Hommage à Philippe Carrese

Hommage à Philippe CARRESE

Par Catherine Chahnazarian, avec la collaboration de Jacques Dupont-Duquesne.

Un jour, Jacques m’a dit : « Il y a un réalisateur de France 3 qui écrit des polars, tu devrais essayer. Il prétend qu’il écrit des séries B, et il assume, mais il s’est fait une sacrée réputation à Marseille. »

Ma curiosité était piquée : je me suis procuré Une petite bière, pour la route, qui venait de sortir. Comme ça m’a amusée, j’ai poursuivi avec Le bal des cagoles, que j’ai juste adoré et qui avait reçu le prix SNCF du Polar.
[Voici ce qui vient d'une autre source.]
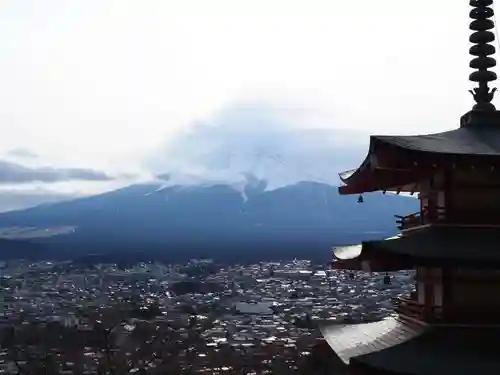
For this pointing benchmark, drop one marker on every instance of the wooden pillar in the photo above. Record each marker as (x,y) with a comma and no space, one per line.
(448,193)
(429,293)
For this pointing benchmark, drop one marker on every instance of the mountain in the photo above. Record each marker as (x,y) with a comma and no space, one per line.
(218,221)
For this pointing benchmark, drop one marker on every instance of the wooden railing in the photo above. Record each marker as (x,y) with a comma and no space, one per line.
(425,217)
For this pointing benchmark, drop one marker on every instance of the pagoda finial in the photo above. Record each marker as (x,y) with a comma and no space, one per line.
(481,14)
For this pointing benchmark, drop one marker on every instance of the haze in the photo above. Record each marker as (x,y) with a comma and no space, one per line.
(106,92)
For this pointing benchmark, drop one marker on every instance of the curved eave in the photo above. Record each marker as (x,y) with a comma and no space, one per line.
(379,179)
(362,258)
(460,246)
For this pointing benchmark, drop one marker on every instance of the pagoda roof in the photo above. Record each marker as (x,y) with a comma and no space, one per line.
(468,141)
(469,246)
(394,161)
(399,347)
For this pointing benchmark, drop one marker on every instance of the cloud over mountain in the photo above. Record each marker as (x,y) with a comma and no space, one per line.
(14,173)
(279,142)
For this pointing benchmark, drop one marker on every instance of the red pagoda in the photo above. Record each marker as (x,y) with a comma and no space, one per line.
(451,322)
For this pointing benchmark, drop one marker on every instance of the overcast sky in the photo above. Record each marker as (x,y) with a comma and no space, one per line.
(112,86)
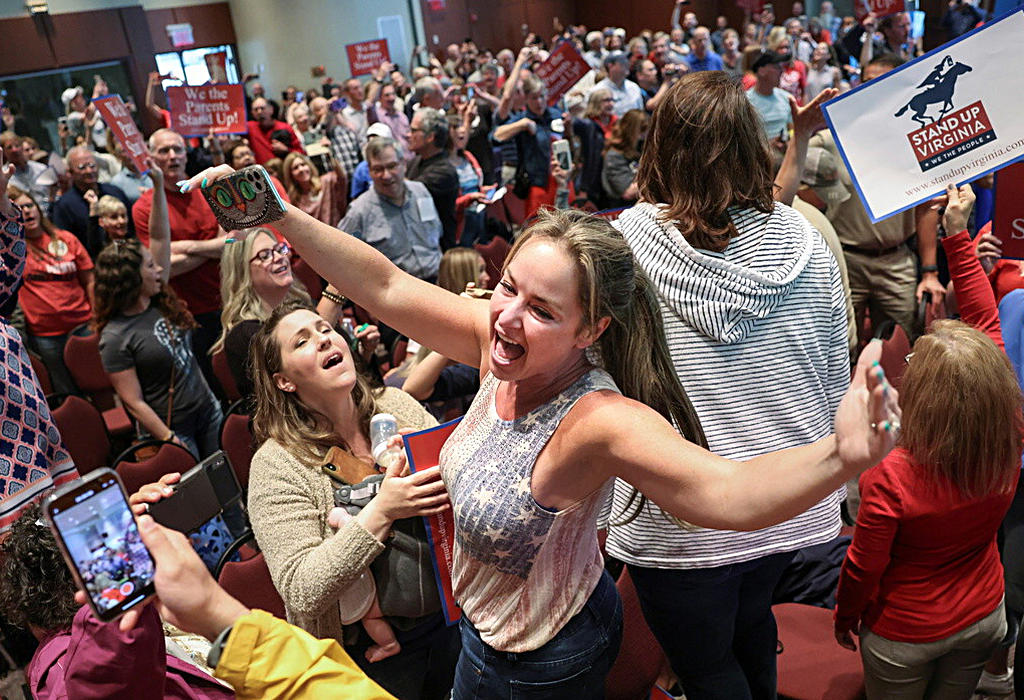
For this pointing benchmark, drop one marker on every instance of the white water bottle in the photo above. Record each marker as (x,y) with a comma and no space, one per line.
(382,428)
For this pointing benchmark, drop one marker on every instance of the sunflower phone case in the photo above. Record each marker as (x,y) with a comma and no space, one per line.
(245,199)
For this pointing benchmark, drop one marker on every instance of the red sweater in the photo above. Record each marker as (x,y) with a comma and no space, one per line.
(924,564)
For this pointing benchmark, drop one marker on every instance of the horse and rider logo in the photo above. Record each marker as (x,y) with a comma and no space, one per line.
(945,132)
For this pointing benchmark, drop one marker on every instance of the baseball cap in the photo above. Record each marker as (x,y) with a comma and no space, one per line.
(768,58)
(70,94)
(379,129)
(821,173)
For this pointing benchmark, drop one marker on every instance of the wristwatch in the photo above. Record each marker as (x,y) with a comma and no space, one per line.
(218,647)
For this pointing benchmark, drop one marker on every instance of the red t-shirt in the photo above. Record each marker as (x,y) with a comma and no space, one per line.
(52,297)
(259,140)
(190,219)
(924,563)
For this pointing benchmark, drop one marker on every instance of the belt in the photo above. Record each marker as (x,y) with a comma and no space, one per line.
(873,253)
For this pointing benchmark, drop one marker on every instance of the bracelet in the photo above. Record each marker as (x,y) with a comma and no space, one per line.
(336,298)
(217,648)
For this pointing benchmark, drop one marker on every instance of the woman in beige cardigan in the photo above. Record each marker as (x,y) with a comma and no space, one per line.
(308,399)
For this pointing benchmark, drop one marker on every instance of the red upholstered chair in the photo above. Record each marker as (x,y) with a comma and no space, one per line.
(237,441)
(249,580)
(224,376)
(811,665)
(308,277)
(170,457)
(494,254)
(42,374)
(640,657)
(82,358)
(83,433)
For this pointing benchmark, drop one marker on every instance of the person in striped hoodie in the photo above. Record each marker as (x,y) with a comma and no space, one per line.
(755,317)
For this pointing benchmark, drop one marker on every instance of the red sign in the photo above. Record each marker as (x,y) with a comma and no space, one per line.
(423,450)
(366,56)
(879,8)
(562,70)
(119,120)
(196,110)
(1008,217)
(953,135)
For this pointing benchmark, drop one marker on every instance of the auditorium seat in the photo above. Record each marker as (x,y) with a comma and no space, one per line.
(169,457)
(811,664)
(640,657)
(82,358)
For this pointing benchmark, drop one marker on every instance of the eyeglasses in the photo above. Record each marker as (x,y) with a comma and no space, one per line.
(264,256)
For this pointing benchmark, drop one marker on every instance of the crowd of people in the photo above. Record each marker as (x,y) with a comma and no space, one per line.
(675,370)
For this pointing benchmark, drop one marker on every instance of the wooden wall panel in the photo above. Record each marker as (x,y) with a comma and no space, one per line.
(26,47)
(87,37)
(449,25)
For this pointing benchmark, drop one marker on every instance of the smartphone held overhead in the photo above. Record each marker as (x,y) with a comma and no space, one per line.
(99,539)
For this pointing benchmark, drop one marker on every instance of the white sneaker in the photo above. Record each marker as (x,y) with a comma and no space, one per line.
(990,684)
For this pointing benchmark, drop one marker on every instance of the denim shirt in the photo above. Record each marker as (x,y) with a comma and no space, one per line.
(408,235)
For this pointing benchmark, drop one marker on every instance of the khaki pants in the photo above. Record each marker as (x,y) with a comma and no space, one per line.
(886,287)
(947,669)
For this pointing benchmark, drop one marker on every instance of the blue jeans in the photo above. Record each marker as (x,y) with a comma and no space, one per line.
(572,665)
(716,625)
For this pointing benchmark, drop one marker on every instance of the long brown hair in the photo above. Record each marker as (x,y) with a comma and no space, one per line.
(633,348)
(706,151)
(282,416)
(626,134)
(962,409)
(119,281)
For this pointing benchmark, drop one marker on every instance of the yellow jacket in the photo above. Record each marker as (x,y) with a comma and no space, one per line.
(268,658)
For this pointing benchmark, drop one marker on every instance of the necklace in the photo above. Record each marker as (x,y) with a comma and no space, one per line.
(55,249)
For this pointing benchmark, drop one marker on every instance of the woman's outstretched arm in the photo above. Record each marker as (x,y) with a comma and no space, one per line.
(457,327)
(637,445)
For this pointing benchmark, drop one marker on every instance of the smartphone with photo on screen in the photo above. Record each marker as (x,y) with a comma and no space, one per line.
(97,534)
(561,150)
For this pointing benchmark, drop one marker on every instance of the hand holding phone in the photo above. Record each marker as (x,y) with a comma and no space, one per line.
(100,541)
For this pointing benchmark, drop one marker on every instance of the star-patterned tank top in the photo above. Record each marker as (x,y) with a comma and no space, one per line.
(520,571)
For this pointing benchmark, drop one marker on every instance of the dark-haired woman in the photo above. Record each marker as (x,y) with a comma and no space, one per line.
(922,580)
(572,347)
(755,315)
(309,398)
(622,156)
(145,339)
(57,289)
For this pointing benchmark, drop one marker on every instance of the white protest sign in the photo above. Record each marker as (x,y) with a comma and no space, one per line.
(950,116)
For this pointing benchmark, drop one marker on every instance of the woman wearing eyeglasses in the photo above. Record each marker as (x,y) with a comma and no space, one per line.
(145,338)
(255,278)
Et dans la foulée, j’ai lu Conduite accompagnée, qui ne peut que parler aux jeunes qui apprennent à conduire, aux parents de ces derniers, aux moniteurs d’auto-école et à tous ceux qui empruntent régulièrement les grands boulevards marseillais. Ces trois opus, publiés au Fleuve Noir en 2000 et 2002, sont restés mes préférés. Ce n’était pas difficile de trouver un Carrese : il y a en avait dans toutes les librairies de la région. Quand on débarquait à Marseille ça aidait à se familiariser avec les personnages typiques de cette ville haute en couleurs, de comprendre la philosophie de la « cagole » [1]  et du « cake », et d’apprendre les expressions qui vont avec, comme le célèbre « on craint dégun » [2].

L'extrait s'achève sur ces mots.